Archbishop Diarmuid Martin seeks end to 'evil' violence in Dublin

The leader of the Catholic Church in Dublin has called on the city’s people to break the chain of hate and evil which has led to another two gun murders.
Archbishop of Dublin Diarmuid Martin said a strong alliance was needed to prevent parts of the inner city being abandoned by its good and honest men, women and children.


He urged people to brand those behind the spiralling gangland violence and killings as “despicable” and “evil”.
“Dublin needs a courageous coalition of strong people who are not afraid to call violence what it is: evil,” he said.
“Dublin needs a coalition of strong people who are not afraid to call the sponsors of this violence what they are: despicable and evil.
“Hatred and evil easily become a chain and those who resort to such violence feel that they are the strong ones. We need to form a strong alliance of all those who oppose violence on our streets.
“We cannot abandon the good honest men, women and children of parts of our inner city.”
Archbishop Martin issued the statement following two gun murders within two hours of each other – the sixth and seventh deaths on the streets of the capital this year linked to gangland feuds, vendettas, organised crime and personal disputes.

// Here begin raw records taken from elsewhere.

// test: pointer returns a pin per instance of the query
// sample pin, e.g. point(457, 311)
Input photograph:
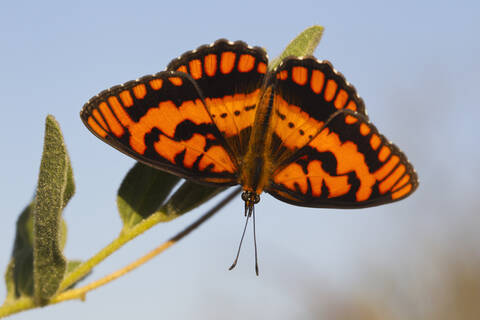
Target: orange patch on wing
point(290, 176)
point(140, 91)
point(262, 68)
point(95, 127)
point(166, 117)
point(364, 129)
point(384, 170)
point(210, 64)
point(282, 75)
point(337, 186)
point(156, 84)
point(299, 75)
point(402, 192)
point(304, 125)
point(227, 62)
point(375, 141)
point(330, 89)
point(183, 69)
point(119, 111)
point(349, 119)
point(113, 123)
point(232, 124)
point(196, 69)
point(246, 63)
point(401, 182)
point(348, 159)
point(176, 81)
point(317, 80)
point(341, 99)
point(126, 98)
point(99, 119)
point(352, 106)
point(384, 153)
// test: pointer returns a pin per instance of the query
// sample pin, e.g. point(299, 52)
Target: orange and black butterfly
point(218, 116)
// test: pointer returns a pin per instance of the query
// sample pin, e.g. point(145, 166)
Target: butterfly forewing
point(307, 92)
point(230, 76)
point(347, 165)
point(162, 121)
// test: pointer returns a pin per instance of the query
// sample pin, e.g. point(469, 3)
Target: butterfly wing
point(230, 76)
point(162, 121)
point(306, 93)
point(347, 165)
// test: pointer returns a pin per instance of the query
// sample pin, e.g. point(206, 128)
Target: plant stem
point(80, 293)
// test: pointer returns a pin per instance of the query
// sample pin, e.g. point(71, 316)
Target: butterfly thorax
point(257, 167)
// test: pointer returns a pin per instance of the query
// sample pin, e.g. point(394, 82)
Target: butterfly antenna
point(255, 241)
point(247, 214)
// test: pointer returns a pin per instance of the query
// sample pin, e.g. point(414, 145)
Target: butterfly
point(218, 116)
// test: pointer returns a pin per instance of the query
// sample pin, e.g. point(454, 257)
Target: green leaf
point(189, 196)
point(142, 192)
point(19, 275)
point(303, 45)
point(55, 187)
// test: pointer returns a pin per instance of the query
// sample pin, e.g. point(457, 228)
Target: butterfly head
point(251, 198)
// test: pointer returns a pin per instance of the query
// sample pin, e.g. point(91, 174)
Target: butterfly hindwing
point(347, 165)
point(306, 93)
point(230, 76)
point(161, 120)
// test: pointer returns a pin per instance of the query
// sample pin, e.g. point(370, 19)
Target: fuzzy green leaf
point(19, 275)
point(303, 45)
point(142, 192)
point(189, 196)
point(55, 187)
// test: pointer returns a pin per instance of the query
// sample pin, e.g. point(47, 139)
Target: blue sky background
point(416, 65)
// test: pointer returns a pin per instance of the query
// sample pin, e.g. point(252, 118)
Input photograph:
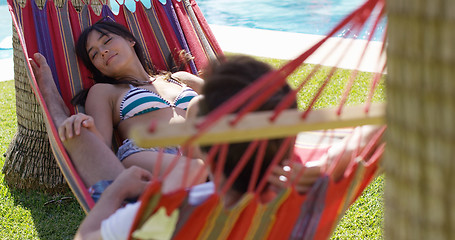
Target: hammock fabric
point(163, 30)
point(289, 215)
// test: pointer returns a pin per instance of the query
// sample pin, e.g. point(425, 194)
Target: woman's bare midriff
point(169, 115)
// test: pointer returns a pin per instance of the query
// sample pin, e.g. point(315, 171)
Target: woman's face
point(111, 54)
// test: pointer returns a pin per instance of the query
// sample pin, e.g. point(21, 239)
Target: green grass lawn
point(25, 214)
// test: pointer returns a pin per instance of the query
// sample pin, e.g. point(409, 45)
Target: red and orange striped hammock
point(164, 30)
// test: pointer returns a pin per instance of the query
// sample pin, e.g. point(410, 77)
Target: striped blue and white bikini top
point(138, 101)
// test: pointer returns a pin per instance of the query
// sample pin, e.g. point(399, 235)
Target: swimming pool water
point(300, 16)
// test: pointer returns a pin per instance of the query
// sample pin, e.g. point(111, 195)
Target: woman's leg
point(93, 160)
point(184, 173)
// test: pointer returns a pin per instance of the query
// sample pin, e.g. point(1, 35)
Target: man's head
point(223, 81)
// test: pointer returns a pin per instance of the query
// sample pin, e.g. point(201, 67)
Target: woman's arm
point(189, 79)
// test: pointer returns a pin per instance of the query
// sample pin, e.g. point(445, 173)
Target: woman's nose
point(104, 51)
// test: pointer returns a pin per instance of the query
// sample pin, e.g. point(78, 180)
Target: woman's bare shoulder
point(189, 79)
point(104, 91)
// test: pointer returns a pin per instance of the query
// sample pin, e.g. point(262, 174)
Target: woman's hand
point(72, 126)
point(131, 183)
point(306, 175)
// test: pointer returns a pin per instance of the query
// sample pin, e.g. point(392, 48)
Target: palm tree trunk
point(29, 162)
point(419, 160)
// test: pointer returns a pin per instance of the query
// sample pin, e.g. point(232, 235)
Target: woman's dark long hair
point(105, 26)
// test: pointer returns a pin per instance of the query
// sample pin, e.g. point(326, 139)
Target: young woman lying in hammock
point(223, 82)
point(126, 92)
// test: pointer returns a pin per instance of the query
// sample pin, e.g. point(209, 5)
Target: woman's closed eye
point(95, 53)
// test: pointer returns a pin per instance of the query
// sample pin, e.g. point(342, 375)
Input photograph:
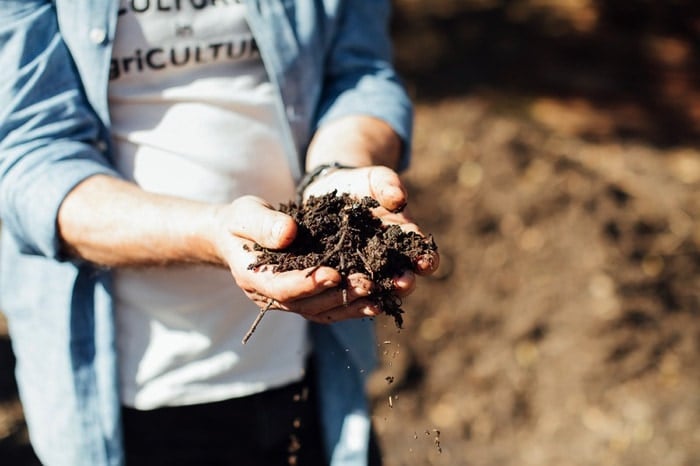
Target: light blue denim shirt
point(330, 58)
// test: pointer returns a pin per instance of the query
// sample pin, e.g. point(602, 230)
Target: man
point(142, 146)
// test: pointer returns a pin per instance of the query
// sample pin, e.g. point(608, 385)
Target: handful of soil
point(341, 232)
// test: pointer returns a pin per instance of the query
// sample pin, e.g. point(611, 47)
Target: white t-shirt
point(193, 115)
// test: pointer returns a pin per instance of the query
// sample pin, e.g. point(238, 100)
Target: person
point(143, 145)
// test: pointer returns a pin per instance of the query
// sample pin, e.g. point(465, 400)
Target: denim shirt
point(329, 58)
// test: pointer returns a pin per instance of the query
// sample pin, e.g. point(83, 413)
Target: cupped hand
point(385, 186)
point(317, 294)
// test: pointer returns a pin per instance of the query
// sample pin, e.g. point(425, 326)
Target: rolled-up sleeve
point(359, 74)
point(49, 135)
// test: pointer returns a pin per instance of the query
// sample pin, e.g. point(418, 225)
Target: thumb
point(254, 219)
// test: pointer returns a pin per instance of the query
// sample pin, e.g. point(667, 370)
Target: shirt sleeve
point(49, 134)
point(359, 75)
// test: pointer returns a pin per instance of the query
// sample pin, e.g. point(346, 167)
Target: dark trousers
point(279, 427)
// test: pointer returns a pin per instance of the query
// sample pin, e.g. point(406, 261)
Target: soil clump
point(342, 232)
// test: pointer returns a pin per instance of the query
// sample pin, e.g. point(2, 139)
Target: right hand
point(317, 297)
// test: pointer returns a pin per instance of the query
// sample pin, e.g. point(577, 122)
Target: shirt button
point(98, 35)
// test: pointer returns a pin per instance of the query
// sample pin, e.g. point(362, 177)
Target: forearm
point(355, 141)
point(112, 222)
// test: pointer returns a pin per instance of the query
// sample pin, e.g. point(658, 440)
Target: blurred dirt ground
point(557, 164)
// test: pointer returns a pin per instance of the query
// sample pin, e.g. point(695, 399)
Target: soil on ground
point(557, 164)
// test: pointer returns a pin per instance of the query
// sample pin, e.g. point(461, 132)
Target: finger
point(288, 287)
point(361, 308)
point(358, 287)
point(385, 186)
point(254, 219)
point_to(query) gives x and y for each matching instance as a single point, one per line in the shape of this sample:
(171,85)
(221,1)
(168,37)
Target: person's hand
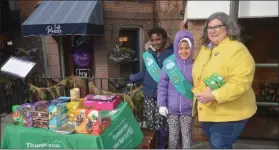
(163,111)
(147,45)
(205,96)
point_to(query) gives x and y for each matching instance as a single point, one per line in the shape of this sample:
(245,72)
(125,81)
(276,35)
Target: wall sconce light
(123,39)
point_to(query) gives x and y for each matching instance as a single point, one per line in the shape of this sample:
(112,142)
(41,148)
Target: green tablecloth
(123,132)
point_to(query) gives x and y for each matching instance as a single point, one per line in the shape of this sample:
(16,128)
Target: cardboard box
(101,105)
(97,128)
(85,117)
(57,113)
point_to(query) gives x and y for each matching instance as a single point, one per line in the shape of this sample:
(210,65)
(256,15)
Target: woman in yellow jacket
(225,111)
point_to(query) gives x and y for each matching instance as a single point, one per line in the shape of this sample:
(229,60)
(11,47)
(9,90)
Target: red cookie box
(98,128)
(99,105)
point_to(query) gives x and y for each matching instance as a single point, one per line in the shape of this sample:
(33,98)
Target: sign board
(17,67)
(86,73)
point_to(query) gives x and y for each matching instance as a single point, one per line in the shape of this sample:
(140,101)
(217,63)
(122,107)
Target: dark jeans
(222,135)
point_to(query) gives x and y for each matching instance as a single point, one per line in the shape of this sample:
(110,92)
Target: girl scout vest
(177,78)
(151,66)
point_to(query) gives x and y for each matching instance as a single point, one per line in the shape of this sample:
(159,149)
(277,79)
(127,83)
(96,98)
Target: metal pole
(234,10)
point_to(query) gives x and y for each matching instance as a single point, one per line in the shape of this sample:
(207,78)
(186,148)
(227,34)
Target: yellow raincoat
(235,100)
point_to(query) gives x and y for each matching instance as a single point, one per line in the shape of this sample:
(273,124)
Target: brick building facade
(117,14)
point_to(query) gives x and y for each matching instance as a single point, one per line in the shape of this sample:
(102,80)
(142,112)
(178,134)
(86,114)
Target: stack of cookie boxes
(57,113)
(85,114)
(41,114)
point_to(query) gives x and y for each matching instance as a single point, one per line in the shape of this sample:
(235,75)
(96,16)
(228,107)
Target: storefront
(72,25)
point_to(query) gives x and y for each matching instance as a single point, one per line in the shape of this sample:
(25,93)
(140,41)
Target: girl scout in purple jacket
(174,90)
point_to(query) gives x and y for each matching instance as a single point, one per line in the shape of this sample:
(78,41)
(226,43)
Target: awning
(65,18)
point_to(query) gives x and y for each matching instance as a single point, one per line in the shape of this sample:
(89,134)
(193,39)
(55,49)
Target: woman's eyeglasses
(215,28)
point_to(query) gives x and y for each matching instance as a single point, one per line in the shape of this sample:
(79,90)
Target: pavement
(240,144)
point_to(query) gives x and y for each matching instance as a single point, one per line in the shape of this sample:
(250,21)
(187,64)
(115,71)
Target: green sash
(152,67)
(177,78)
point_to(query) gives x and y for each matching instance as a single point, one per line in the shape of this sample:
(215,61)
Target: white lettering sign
(54,29)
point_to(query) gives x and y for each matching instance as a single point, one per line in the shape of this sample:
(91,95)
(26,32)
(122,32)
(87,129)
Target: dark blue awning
(65,18)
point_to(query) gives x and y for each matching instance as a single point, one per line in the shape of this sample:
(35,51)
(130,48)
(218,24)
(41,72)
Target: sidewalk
(240,144)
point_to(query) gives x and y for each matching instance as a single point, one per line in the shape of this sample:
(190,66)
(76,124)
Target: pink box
(98,105)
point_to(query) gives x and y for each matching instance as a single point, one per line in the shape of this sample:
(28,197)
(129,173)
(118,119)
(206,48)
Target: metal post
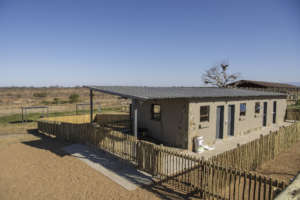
(135,122)
(134,117)
(22,115)
(91,105)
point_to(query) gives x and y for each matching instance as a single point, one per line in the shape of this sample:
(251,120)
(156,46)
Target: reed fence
(106,138)
(179,171)
(251,155)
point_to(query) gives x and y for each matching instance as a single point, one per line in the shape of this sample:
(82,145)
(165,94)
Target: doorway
(231,113)
(220,122)
(265,113)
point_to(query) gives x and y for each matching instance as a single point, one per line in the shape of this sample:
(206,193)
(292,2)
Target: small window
(155,112)
(257,107)
(204,113)
(242,109)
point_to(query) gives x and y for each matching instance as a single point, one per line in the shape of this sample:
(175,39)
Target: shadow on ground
(46,143)
(160,189)
(21,122)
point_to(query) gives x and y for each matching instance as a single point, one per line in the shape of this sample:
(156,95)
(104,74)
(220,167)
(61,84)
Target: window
(257,107)
(155,112)
(204,113)
(242,109)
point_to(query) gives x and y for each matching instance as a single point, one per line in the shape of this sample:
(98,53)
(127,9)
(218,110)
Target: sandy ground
(285,166)
(33,167)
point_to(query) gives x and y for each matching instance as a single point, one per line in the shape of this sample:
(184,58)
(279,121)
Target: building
(292,91)
(261,84)
(175,115)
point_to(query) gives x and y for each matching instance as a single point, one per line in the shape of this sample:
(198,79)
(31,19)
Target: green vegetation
(74,98)
(40,94)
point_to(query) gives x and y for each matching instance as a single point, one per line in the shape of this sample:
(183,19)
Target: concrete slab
(119,171)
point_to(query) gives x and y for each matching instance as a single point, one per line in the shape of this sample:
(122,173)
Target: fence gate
(147,157)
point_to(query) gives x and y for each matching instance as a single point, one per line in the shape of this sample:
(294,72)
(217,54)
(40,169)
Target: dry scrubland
(11,99)
(33,166)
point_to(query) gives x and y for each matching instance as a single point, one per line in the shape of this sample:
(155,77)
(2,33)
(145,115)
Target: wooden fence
(106,138)
(213,179)
(251,155)
(208,180)
(293,114)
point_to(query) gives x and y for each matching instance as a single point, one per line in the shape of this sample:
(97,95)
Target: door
(220,122)
(231,112)
(274,111)
(265,113)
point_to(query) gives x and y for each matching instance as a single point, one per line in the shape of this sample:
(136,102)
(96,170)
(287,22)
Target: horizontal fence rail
(225,176)
(251,155)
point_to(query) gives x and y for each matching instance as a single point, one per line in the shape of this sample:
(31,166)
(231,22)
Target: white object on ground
(199,146)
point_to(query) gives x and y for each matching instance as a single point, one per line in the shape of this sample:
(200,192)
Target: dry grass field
(57,98)
(33,166)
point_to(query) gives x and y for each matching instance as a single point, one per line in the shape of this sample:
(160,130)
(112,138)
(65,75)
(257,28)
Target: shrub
(45,102)
(56,101)
(40,94)
(74,98)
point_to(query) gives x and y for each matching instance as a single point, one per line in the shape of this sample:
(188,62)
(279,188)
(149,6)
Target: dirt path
(36,168)
(285,166)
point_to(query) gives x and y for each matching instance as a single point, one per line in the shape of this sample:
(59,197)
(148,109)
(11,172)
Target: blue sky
(163,42)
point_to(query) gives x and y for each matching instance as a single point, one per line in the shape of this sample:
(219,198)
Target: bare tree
(218,76)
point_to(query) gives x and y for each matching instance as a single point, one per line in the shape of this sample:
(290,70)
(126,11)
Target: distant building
(292,91)
(175,115)
(261,84)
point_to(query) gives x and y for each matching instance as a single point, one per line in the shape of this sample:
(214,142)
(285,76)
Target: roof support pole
(91,105)
(135,117)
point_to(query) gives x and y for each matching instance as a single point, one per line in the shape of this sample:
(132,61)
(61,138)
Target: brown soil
(34,167)
(285,166)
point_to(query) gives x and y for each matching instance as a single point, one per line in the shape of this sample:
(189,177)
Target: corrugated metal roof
(147,93)
(264,84)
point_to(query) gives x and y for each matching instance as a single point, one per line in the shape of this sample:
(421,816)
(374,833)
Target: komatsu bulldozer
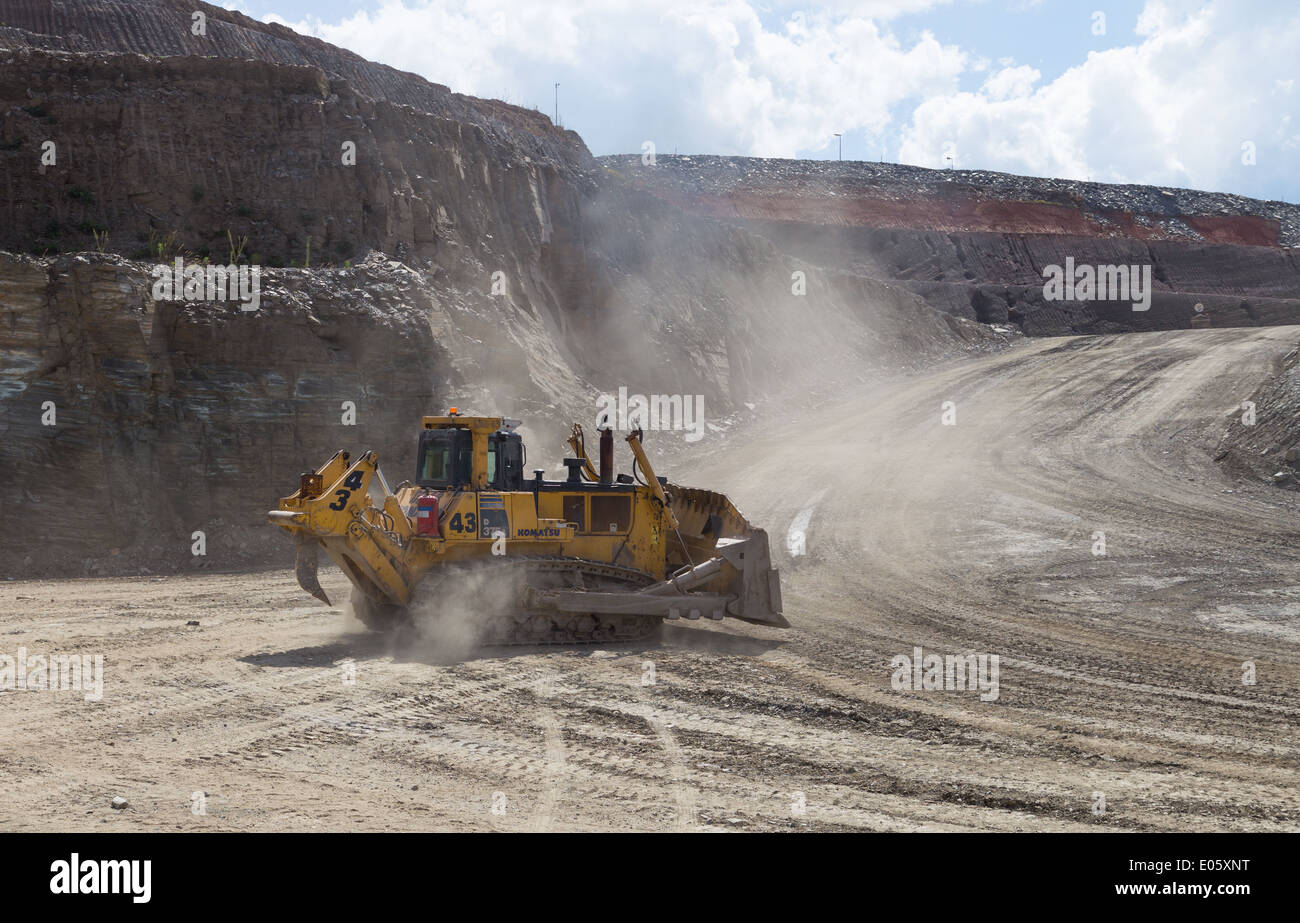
(594,557)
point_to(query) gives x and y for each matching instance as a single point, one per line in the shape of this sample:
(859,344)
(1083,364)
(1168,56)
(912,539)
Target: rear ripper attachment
(594,557)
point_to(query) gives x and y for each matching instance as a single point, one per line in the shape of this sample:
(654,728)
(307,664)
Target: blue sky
(1182,92)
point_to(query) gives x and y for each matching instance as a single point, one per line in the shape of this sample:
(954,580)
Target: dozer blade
(304,568)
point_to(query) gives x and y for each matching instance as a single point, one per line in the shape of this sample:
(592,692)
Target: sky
(1200,94)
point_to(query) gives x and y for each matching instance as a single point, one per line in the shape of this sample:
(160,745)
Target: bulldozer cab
(469,453)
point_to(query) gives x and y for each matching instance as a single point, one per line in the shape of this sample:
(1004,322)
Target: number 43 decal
(471,523)
(351,482)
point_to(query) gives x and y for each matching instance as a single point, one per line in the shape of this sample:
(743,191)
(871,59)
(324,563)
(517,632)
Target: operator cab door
(506,462)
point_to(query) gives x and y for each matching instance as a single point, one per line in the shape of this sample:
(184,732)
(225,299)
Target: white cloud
(735,77)
(1171,109)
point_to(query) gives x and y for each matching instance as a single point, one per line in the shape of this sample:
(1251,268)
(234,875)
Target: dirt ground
(1121,674)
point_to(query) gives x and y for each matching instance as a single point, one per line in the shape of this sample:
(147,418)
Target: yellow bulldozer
(594,557)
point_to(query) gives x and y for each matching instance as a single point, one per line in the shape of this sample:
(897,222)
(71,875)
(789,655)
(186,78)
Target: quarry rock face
(975,243)
(466,251)
(473,255)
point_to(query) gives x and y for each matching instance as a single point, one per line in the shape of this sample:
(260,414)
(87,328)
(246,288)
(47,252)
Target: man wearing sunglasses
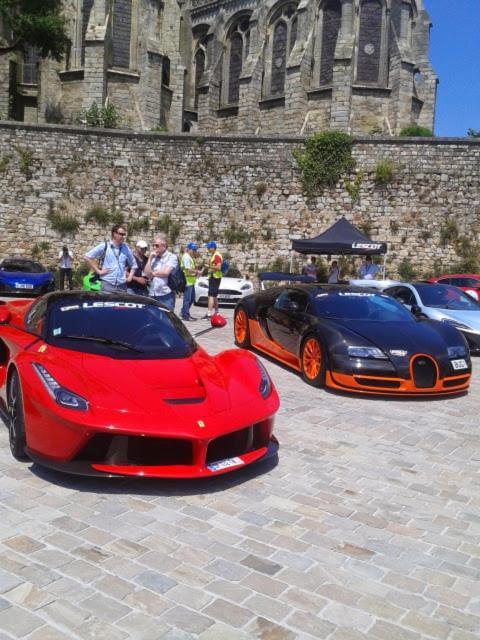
(110,260)
(159,266)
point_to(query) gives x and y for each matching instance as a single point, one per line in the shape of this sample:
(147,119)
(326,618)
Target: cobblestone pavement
(368,527)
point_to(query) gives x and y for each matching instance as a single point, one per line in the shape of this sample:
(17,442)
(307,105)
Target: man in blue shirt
(368,270)
(109,260)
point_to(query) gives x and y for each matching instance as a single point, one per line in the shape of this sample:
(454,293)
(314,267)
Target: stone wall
(245,193)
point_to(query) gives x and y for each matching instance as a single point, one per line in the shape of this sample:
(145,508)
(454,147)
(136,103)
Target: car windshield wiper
(109,341)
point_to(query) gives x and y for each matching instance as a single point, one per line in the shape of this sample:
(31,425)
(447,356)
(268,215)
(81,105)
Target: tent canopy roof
(342,238)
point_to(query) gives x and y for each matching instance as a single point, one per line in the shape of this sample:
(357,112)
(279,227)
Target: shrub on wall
(384,171)
(98,214)
(94,116)
(406,270)
(327,157)
(62,222)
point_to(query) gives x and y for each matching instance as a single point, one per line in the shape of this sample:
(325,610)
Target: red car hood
(130,385)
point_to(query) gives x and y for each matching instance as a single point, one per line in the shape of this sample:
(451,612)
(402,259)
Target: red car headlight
(62,396)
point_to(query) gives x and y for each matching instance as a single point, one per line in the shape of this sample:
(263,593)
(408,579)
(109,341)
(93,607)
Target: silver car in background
(231,290)
(444,303)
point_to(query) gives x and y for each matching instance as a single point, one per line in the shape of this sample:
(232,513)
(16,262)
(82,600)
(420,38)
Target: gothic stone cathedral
(234,66)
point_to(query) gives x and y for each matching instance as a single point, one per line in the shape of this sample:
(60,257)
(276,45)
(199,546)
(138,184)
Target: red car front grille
(238,442)
(136,450)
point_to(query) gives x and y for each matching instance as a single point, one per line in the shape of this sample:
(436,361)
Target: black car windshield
(349,305)
(21,266)
(444,296)
(118,328)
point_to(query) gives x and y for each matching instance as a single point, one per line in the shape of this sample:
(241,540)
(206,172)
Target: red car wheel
(16,422)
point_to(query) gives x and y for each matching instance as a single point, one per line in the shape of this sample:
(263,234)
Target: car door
(286,318)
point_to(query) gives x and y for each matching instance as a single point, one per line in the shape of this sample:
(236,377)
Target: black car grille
(376,382)
(455,382)
(424,372)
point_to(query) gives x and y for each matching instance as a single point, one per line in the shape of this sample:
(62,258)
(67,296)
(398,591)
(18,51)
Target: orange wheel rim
(312,358)
(241,326)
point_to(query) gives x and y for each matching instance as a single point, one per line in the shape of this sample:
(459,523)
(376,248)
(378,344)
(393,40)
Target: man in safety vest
(189,268)
(214,277)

He said everyone has a duty to act and he pleaded for people with information on crime to bring it to gardai.
“The elderly live in fear. Their children are exposed to carnage on their streets,” Archbishop Martin said.
“Their neighbourhood is being vilified; they are held to ransom by despicable people involved in the rackets of death.
“The promoters of violence think that they can impose their interests on society: we have to show them that together we are stronger than them and that we can bring them down.”
Archbishop Martin previously spoke out to condemn two other murders in the Kinahan-Hutch war.
In February he called on “mothers and grandmothers” of those involved to appeal to their humanity and urge them to step back from the feared spiral of violence.
He spoke out after taxi driver Eddie Hutch was shot dead at home in Dublin’s north inner city in an apparent retaliation for a fatal gun attack at the Regency Hotel last Friday.
A month later he used his Holy Thursday homily to condemn the murder of Noel Duggan, an old associate of Gerry “The Monk” Hutch, in the driveway of his home in Ratoath, Co Meath.
The Archbishop reiterated his pleas for the violence to stop.
“Everyone has a responsibility,” he said. “Those who cultivate violence thrive on our silence.
“We have to unite to undermine them and their business and not close our eyes to what we know.”
The Archbishop also recalled the words of Martin Luther King on putting an end to violence, who said “somewhere somebody must have a little sense” and that the “strong person is the person who can cut off the chain of hate, the chain of evil”.